Saints QB Brees donates $5M to fight coronavirus in Louisiana
NEW ORLEANS (AP) — New Orleans Saints quarterback Drew Brees says he and his wife, Brittany, will donate $5 million to help Louisiana businesses and communities contend with challenges brought on by the rapid transmission of the coronavirus in the state.
Brees, who posted his pledge on the social media site Instagram on Thursday, says the money will help several restaurants in which he has an ownership stake as well as a major hospital chain and charities like Second Harvest Food Bank to deliver about 10,000 meals per day to people in need.
Known coronavirus cases in Louisiana increased to more than 2,300 as of Thursday morning, with 83 deaths attributable to the virus.
He said in the post that he and his wife will mobilize partnerships with Second Harvest Food Bank, Ochsner Health Systems, Walk-Ons, Jimmy Johns, Smalls Sliders and Waitr.
“The priority now is helping our communities get through this tough time,” Brees said.
Brees says he hopes to fund the program “for as long as it takes to help children on meal programs, seniors, and families in need,” adding, “Let’s all do our part, maintain hope, and get through this together.”
The quarterback and his wife run the Brees Dream foundation, which has spent tens of millions of dollars helping to fund charitable endeavors in New Orleans and surrounding areas along the Gulf Coast.
Most of those efforts have focused on improving learning and recreational opportunities for children as well as health and wellness for children and seniors.
Last week, Saints Owner Gayle Benson personally donated $1 million to create the Gayle Benson Community Assistance Fund in response to the Coronavirus situation affecting so many lives in New Orleans.
Meanwhile, Saints coach Sean Payton said in a radio interview Wednesday that he is “doing well” after being diagnosed with the COVID-19 coronavirus on March 16.
Payton announced late last week that he had the disease. He told WWL that he was finally cleared after being fever-free for more than a week.
“Look, I’ve been fortunate. You stay inside like everyone’s doing and you find ways to pass time. We had a competition committee meeting the other day on teleconference,” Payton told WWL radio. “But I’m feeling a lot better, and unfortunately my appetite didn’t dissipate at all during that time.

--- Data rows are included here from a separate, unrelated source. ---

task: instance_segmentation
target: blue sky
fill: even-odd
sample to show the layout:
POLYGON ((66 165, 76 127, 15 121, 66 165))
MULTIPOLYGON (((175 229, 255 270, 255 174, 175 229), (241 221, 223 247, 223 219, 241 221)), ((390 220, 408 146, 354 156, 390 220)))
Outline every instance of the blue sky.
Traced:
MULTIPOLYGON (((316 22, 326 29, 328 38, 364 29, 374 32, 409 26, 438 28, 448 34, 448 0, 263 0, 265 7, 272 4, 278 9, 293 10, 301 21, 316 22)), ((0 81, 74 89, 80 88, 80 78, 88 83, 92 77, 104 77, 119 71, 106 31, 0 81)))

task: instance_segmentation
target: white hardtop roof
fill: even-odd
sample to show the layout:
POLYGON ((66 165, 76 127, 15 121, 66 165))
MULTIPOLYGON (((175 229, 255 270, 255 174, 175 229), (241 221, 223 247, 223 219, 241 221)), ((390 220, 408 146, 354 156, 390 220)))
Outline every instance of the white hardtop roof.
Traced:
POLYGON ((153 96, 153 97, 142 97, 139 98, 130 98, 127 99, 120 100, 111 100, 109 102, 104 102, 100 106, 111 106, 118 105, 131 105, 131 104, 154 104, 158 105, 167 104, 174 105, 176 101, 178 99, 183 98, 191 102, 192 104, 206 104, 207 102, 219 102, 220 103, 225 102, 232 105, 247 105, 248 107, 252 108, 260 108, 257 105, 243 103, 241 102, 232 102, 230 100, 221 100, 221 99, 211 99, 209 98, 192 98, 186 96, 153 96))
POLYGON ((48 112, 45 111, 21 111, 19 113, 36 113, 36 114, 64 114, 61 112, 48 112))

You watch a lot of Netflix. Then you go onto Twitter and see that everyone else is watching the same shows. That’s basically been the extent of it.”
When he announced he had contracted COVID-19, Payton said he went public because he wanted to raise awareness that anyone could catch it. He reiterated that message on Wednesday, and urged people to follow state and federal guidelines that include limiting large gatherings and maintaining a 6-foot barrier between other people whenever possible.
“We try asking nicely, and we try saying, ‘Hey look, this is the deal.’ And then you still see behavior that makes you upset. Just picture it as everyone’s got a hand grenade on them. How about that? Alright, so stay away from everybody,” Payton said. “The state has issued — our state right now, and a lot of it has to do with Mardi Gras — but our state right now, the numbers aren’t good. In our city, the numbers are double and tripling. So you get to where you need to get to, and pay attention to every single detail they are talking about. Because when you look at the numbers and you look at what’s happened, when two goes to six, then 28 then the next thing you know you’re at 500, it just tells you how contagious this is.”